Chapter 03

structs, real enums, and the end of null.

Rust has no classes and no inheritance. Data is structs and enums; behavior is traits (next chapter). The enum does a lot of the work here: it's a discriminated union, and it's how Rust does away with null.

3.1structs ≈ classes-without-the-methods-attached

A struct holds data. It's not the C# struct value-type distinction you're thinking of — Rust decides stack vs heap by other means. Methods go in a separate impl block, which keeps data and behavior visually distinct.

C#

class Point {
  public double X, Y;
  public double Dist() =>
    Math.Sqrt(X*X + Y*Y);
}

Rust

struct Point { x: f64, y: f64 }

impl Point {
  fn dist(&self) -> f64 {
    (self.x*self.x + self.y*self.y).sqrt()
  }
}

&self is just this, but borrowed — the method reads the struct without taking ownership, exactly the borrowing from chapter 2.

3.2enums are sum types, not just named constants

A C# enum is a glorified integer. A Rust enum is a discriminated union: each variant can carry its own differently-typed payload. It's one of the types you'll reach for most.

enum Shape {
    Circle { r: f64 },              // struct-like variant
    Rect { w: f64, h: f64 },
    Point,                          // no payload
}
Closest C#

You'd model this with a class hierarchy plus pattern matching, or the newer records + sealed interface "DU emulation." Rust bakes it in, and crucially the compiler checks you've handled every variant.

3.3match — an exhaustive switch

match is C#'s switch expression, but the compiler refuses to compile if you miss a case. Add a new enum variant and every match that forgot it lights up red — which makes large refactors considerably safer.
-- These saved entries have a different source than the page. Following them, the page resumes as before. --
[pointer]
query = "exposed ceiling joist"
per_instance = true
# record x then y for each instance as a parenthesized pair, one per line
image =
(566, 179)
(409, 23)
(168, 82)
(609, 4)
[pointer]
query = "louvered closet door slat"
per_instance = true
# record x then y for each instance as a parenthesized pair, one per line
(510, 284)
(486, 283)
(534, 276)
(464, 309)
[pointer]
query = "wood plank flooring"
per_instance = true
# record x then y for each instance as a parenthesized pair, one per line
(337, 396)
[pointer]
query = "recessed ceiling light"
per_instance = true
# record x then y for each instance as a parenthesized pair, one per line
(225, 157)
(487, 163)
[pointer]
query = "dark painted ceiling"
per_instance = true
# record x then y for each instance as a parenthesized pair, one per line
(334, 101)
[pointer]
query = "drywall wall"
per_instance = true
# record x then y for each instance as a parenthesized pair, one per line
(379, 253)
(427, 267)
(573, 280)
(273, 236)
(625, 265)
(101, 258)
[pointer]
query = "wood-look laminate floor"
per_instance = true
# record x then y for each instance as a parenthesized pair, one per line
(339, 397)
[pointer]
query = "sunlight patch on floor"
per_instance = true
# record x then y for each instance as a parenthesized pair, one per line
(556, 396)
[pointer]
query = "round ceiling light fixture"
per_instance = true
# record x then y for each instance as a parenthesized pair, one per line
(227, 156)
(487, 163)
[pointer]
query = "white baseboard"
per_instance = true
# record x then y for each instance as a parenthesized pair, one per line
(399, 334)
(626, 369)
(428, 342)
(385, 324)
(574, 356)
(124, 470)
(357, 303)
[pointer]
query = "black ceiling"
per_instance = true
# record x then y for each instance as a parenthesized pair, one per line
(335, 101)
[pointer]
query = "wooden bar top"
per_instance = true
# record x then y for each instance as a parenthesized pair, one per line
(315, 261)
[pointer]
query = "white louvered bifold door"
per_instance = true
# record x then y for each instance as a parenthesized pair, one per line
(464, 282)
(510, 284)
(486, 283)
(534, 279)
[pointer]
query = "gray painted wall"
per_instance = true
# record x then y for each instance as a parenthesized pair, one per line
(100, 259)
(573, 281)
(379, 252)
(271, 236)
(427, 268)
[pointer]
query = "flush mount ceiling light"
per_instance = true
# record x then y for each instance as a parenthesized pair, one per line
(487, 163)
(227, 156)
fn area(s: &Shape) -> f64 {
    match s {
        Shape::Circle { r }      => 3.14159 * r * r,
        Shape::Rect { w, h }   => w * h,
        Shape::Point          => 0.0,
        // omit one arm → compile error
    }
}

3.4Option<T> — there is no null

Rust has no null. Instead, a value that might be missing gets the type Option<T> — an enum with exactly two variants: Some(T) wraps a real value, and None means there's nothing there. Picture a box that either holds something or is empty; the type forces you to open it before you can use what's inside, so the NullReferenceException as a category does not exist.

// looking up a user's age — they might not exist
let found:   Option<u32> = Some(34);  // a box with 34 inside
let missing: Option<u32> = None;      // an empty box

So a function that may or may not find something returns an Option, and the caller has to deal with both cases. Compare a lookup in each language:

C# nullable

int? age = FindAge(id);
if (age is not null)
    Console.WriteLine($"{age} yrs");
// nothing FORCES the check

Rust Option

let age: Option<u32> = find_age(id);
match age {
    Some(years) => println!("{years} yrs"),
    None        => println!("no such user"),
}

The nullable-reference-types feature in C# 8+ is Microsoft retrofitting exactly this idea — but it's opt-in and warns rather than blocks. Rust had it from day one and it's a hard error.

Ergonomics

You won't write match for every option. Combinators like .map(), .unwrap_or(0), .and_then(), and if let Some(years) = find_age(id) make it terse — much like null-coalescing (??) and null-conditional (?.) chains, but type-checked end to end.

3.5Quick type map

C#Rust
int / longi32 / i64 (size is explicit)
stringString (owned) / &str (borrowed slice)
List<T>Vec<T>
Dictionary<K,V>HashMap<K,V>
T? (nullable)Option<T>
tuple (int, string)(i32, String)
varlet (immutable by default; let mut to opt in)

Note that last row: bindings are immutable unless you write mut. The opposite default from C#, and it nudges you toward safer code.